3. Distribution and Marketing
After the oil has been manufactured, it has to be shipped to gas stations across the country. The oil in the refinery moves through pipelines in batches to large storage terminals. Sometimes the oil will be mixed with fuel ethanol to comply with certain government and market specifications. However, before the oil is transported, it still has to be confirmed whether it is refined. If the oil does not meet the requirements, it is sent back to the refinery. Finally, the oil is delivered by tanker trucks to various gas stations. So far, we have seen the parties involved in distribution, such as the driver and oil-refinery worker. Since these are workers who need to get paid for their service, the oil price will have to be adjusted accordingly. Additionally, the money enables them to travel as far as possible to transport the oil. It is not enough to distribute oil to gas stations. For instance, you need to alert clients of your services. Remember, the oil industry is highly competitive. For the oil to be marketed, some money is needed, so that means the price of oil will increase. A common way of marketing oil is through television or radio advertisements. However, more people are on social media, so most marketing will be done online. If the company fully relies on the internet to market, the price of oil may go down since it is more inexpensive than television advertisements.
2. Station Markup
We have already established how the government spends excise duties. However, the workers at gas stations also need to be paid, so part of the money goes to them. There is no restriction on how much gas stations can charge in terms of markup. As a result, they are free to set any price, and that explains why most clients blame station markup for the price increment. Fortunately, the markup will usually be a dime or some cents. The gas stations also enjoy more freedom when the governments dictate the maximum required amount as markup. For instance, the government may have laws discouraging wholesalers from selling less than a certain percentage. This is important, so that small and private gas stations are not driven away by large chains.

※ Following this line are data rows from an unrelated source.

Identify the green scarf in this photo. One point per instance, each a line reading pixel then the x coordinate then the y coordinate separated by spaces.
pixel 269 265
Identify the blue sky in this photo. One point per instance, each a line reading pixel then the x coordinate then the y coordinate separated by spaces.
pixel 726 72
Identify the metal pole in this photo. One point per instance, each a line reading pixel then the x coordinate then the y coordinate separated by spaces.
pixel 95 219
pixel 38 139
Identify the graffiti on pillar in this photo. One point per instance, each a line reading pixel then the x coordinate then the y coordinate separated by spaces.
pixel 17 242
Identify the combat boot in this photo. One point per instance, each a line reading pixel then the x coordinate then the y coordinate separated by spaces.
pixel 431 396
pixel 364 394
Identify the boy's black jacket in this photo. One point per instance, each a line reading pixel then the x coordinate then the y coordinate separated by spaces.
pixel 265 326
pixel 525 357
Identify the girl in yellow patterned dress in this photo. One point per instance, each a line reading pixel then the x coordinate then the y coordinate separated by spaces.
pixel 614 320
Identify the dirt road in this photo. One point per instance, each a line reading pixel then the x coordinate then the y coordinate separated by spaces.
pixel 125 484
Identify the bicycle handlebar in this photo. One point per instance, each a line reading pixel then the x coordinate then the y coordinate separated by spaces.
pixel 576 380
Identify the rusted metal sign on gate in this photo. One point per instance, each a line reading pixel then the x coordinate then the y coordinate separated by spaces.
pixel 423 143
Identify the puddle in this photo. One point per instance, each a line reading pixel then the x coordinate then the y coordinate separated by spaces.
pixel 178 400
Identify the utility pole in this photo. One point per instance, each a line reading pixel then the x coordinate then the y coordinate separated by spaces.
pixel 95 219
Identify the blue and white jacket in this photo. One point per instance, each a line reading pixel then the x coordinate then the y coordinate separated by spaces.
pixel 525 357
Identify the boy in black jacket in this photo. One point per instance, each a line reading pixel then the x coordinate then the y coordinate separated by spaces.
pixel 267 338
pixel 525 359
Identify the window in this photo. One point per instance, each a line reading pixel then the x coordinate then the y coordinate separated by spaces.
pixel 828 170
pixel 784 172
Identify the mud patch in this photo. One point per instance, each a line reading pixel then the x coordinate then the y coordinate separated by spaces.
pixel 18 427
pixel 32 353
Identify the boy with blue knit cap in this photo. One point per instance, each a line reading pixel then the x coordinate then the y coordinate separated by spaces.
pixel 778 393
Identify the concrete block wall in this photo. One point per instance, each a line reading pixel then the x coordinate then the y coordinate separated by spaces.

Oil-producing countries typically export oil to other countries. However, the factor that can cause a spike in oil prices is the instance of wars or conflict between them. During a war, there is a chance of a country invading the oil-producing country for its oil. Since the supply of oil is being threatened, the government of that country will increase the price, fearing that it may all be snatched. Of course, the locals of the oil-producing country begin to feel the pinch. Another reason oil prices soar is that the government is depleting its oil supply by manufacturing several weapons. Since the focus is on the war, the government may not have enough time to produce oil, and that would instantly accelerate its depletion. Due to the high risk of depletion in such a case, the oil price will increase.
It is always hard for most people to understand why oil prices increase. You cannot easily narrow it down to one factor since a lot of factors occur concurrently, which affect the oil pricing. Others do not understand the nature of oil prices due to ignorance. Most people end up blaming the wrong parties for increasing the oil, yet there are certain factors that have led to the price change. Governments understand how important oil is to most people. Therefore, they wouldn’t arbitrarily increase its price unless there were certain factors that forced them to do so.